Saturday, 30 November 2013

Ardrossan pub licence refused after police report

Plans to re-open the former Britannia Bar in Ardrossan’s Princes Street were rejected last week by North Ayrshire Licensing Board, after a Police report revealed one of the people involved had previously served a lengthy prison sentence for drug-related crimes.

The Board, meeting last Tuesday (November 19), considered an application for a Transfer of Premises Licence in the name of Ardrossan woman Marian Small.  However, Ms Small was not in attendance at the meeting and the application was supported by Mr Gary McKenna. 

At the September 30 meeting of the Licensing Board Mr McKenna had been granted a Variation of Premises Licence in relation to the bar at 69/71 Princes Street, Ardrossan.  The variation to the licence principally involved allowing bar meals to be sold, changes to the previously-agreed layout of the premises and a change of name to ‘Latrobes’.  The Britannia, which had also traded as Watt’s Bar and the Lord Carson, has lain empty for a number of years.  Works to renovate the property began a couple of months ago.

A report from legal officers to the Licensing Board in September explained that a Premises Licence had been granted to Tyne & Tay Taverns Ltd in January 2009, and that this was subsequently transferred to Abacus Estates Ltd in October 2009. 

The officers’ report also stated, “This Variation application is not made by the Premises Licence Holder [Abacus] but by Gary McKenna who has the authority of the Premises Licence Holder to do so.”  It was then recorded that, as of September 12 2013, “Mr McKenna was not currently the tenant of the Premises, but it was expected that a lease would be signed in a few days.  Once a lease is in place, Mr McKenna will seek: (a) a Transfer of the Licence from Abacus to him, and (b) a further Variation, so as to nominate a Premises Manager.”

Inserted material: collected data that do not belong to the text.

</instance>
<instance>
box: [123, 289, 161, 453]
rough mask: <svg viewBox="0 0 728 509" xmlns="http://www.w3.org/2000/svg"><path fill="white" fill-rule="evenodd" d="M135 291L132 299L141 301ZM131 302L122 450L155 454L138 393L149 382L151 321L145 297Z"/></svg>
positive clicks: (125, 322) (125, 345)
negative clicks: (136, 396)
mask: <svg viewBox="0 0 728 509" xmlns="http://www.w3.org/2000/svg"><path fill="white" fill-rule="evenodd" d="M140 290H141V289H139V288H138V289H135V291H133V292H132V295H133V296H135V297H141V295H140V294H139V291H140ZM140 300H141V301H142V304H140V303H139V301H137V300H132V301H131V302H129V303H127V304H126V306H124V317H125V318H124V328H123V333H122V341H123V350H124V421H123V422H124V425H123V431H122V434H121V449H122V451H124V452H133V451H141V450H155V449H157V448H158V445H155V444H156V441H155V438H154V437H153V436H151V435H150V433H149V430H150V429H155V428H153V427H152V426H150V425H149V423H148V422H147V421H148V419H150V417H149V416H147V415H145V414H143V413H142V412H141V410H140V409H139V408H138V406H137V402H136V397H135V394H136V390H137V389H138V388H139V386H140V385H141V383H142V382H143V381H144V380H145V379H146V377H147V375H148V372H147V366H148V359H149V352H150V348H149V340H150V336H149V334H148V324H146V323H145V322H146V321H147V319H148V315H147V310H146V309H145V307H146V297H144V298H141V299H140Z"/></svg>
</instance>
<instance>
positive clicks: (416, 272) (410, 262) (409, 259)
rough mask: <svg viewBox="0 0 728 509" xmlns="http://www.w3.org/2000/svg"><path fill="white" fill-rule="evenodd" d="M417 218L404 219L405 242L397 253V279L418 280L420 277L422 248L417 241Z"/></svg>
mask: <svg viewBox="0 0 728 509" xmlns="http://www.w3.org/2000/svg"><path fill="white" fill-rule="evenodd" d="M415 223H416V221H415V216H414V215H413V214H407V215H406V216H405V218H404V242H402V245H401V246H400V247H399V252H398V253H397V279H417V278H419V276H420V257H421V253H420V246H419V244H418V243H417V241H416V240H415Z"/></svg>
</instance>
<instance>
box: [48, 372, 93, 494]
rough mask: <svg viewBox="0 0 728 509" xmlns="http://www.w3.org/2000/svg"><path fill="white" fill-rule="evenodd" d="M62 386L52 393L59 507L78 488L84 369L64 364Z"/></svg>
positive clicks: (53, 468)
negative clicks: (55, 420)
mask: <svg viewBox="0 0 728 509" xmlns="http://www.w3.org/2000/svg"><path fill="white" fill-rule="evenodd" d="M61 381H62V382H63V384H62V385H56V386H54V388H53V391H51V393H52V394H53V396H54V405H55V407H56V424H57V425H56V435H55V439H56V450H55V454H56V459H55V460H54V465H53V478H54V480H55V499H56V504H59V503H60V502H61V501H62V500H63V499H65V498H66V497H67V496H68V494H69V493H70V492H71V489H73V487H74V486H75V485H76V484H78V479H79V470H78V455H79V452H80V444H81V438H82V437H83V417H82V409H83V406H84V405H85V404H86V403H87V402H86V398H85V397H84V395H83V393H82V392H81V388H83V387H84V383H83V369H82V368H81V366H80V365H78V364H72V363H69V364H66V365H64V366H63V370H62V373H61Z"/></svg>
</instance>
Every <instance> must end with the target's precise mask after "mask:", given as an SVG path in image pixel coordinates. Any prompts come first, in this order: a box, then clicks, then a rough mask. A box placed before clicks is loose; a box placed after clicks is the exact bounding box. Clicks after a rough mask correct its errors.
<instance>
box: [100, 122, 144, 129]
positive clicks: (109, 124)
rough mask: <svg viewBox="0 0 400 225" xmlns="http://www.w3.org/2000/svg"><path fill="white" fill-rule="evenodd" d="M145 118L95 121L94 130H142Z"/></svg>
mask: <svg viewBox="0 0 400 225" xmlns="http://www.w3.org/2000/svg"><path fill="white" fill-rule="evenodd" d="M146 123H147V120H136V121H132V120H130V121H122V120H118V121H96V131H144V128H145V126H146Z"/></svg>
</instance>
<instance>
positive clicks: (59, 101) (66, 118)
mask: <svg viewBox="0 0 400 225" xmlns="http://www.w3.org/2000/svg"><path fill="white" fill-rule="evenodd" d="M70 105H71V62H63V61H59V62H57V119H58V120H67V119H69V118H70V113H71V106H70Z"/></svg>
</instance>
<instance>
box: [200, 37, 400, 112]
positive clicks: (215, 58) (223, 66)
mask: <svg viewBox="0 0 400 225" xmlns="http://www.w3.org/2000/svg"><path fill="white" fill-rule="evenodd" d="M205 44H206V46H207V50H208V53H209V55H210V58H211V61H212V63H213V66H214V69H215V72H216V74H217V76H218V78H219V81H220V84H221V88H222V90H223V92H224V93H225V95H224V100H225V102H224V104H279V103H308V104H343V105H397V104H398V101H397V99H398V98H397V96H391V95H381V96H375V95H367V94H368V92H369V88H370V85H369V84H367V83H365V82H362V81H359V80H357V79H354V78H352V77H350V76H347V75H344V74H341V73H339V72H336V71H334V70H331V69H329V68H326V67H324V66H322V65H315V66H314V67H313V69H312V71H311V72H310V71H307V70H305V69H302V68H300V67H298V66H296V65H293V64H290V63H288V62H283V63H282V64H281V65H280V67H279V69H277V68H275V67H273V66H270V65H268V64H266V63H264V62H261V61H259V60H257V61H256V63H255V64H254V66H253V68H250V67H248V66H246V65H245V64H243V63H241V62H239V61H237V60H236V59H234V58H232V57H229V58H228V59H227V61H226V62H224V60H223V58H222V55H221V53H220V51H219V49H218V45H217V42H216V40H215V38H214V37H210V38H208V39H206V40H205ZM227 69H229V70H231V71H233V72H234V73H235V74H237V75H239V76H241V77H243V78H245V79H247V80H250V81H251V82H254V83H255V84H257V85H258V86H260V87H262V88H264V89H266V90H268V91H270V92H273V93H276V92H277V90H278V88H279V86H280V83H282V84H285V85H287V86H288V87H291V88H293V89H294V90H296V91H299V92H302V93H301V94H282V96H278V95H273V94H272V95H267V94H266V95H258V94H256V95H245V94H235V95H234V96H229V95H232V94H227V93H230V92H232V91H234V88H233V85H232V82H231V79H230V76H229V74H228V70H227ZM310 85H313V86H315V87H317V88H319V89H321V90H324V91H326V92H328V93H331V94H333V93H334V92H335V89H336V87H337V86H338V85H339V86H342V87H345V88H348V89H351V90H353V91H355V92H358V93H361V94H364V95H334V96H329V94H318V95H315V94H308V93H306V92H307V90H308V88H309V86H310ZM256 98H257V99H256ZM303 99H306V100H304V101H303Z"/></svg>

However, when Mr McKenna returned to the Licensing Board last week, he was made aware that Police Scotland had submitted a report raising concerns over his suitability to be involved in the running of licensed premises.

The Police report revealed that in April 2005 Gary McKenna had been sentenced to 13 years and 9 months in prison after being convicted at Guernsey Royal Court of importing onto the island £200,000 worth of the Class A drug Ecstasy.   An accomplice, Christopher Taylor, was sentenced to 9 years and 6 months for acting as a ‘minder’ for McKenna.  Both men were convicted of possession with intent to supply the drug.

After receiving the Police report, councillors sitting on the Licensing Board agreed to refuse the application for a Transfer of Premises Licence in relation to the former Britannia Bar.  Applicants have the right to appeal.

Gary McKenna is originally from Teeside in the north of England.